Criança inocente que fui, sempre acreditei que todas as saltenhas eram iguais e que eram daquele jeito. Engano meu. O salgado é originário da Bolívia e é aí que reside a polêmica. Quem já esteve no país andino e provou a saltenha boliviana, não tem dúvidas de afirmar que a que é vendida no Brasil é uma mera réplica da que é vendida por lá. Que não chega aos pés da original.

Vender verdadeiras saltenhas bolivianas é um marketing danado por aqui. Conheço inúmeros vendedores de salgado que afirmam que as suas saltenhas são realmente originais. E os conhecedores das originais, quando as provam, refutam a hipótese. Sim, temos diversos degustadores de saltenha por aqui.

Esses gourmets de salgado geralmente alegam que o cozinheiro não acertou no gosto da massa, que exige uma preparação toda especial. Quando a massa está perfeita, o problema passa a estar no recheio, que não é seco, mas não chega a ser exatamente molhado. Quando o recheio está certo, o problema é o tamanho. Enfim, produzir uma verdadeira saltenha boliviana é um desafio que beira o impossível e a mim me resta apenas imaginar seu sabor.

Curioso mesmo é tentar entender porque essa disputa sobre originalidade recai apenas sobre a saltenha. Veja as esfirras vendidas em qualquer barraquinha de rua que a qualquer momento será gourmetizada em um truck food. Duvido muito que elas sejam iguais as que são vendidas em mercados públicos do Líbano. No entanto, nunca vi nenhum vendedor dizer que o que ele vende é a verdadeira esfirra libanesa.

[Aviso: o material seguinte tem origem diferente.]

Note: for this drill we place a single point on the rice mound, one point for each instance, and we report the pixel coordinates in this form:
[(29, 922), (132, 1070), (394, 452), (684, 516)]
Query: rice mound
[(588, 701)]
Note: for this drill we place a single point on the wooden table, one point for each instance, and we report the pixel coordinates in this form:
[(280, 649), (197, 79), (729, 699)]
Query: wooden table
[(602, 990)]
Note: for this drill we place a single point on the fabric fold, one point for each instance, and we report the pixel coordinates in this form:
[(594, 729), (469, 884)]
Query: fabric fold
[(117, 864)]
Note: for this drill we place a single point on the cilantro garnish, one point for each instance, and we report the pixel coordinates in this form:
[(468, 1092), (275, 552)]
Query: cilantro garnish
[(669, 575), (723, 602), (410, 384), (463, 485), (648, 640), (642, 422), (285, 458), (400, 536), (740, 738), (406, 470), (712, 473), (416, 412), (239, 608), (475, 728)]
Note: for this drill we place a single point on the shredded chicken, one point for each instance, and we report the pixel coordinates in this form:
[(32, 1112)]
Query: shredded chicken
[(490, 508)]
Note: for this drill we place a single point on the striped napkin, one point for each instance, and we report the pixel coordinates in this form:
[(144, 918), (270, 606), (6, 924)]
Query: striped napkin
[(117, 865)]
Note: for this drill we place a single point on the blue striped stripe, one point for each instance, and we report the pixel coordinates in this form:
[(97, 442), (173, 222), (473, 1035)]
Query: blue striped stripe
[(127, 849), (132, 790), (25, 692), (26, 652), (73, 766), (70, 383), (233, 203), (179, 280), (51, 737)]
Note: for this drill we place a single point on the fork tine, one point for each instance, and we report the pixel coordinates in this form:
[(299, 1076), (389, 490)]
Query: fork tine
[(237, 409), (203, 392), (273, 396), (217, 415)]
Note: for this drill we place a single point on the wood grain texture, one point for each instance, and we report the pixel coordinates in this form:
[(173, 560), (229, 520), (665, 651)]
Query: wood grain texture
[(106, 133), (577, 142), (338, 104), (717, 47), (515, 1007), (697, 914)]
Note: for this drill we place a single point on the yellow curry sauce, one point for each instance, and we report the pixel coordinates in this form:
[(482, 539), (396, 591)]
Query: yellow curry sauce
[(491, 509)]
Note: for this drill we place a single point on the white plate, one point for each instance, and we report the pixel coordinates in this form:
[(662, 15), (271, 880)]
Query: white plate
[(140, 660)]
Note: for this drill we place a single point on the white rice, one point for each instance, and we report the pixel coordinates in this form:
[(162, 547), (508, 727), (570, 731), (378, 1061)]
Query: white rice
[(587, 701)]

No caso da comida italiana, já existe até um consenso de que as pizzas, lasanhas, capeletes e afins que comemos por aqui não são idênticos aos originais. Aliás, já até sabemos que nós aperfeiçoamos as milenares receitas. Brasileiros que vão até a Itália se frustram ao comer pizzas sem recheio, lasanhas finas e capeletes aguados. Assim sendo, só mesmo a Seara para querer vender a verdadeira lasanha italiana.

De cabeça, só me lembro de outra iguaria gastronômica que provoca disputa por origem e tradição. Falo do requeijão. Todo e qualquer requeijão vendido no supermercado tem em seu rótulo a palavra “tradicional”. Não importa se é um requeijão que você mal consegue pegar com a faca porque ele escorre ou se é um que necessita maçarico e motosserra para ser espalhado no pão. Todos são tradicionais.

Mas nunca ouvi falar de uma disputa pelo verdadeiro churrasco grego, ou pela legítima buchada de bode. Nada chega perto do mistério da verdadeira saltenha.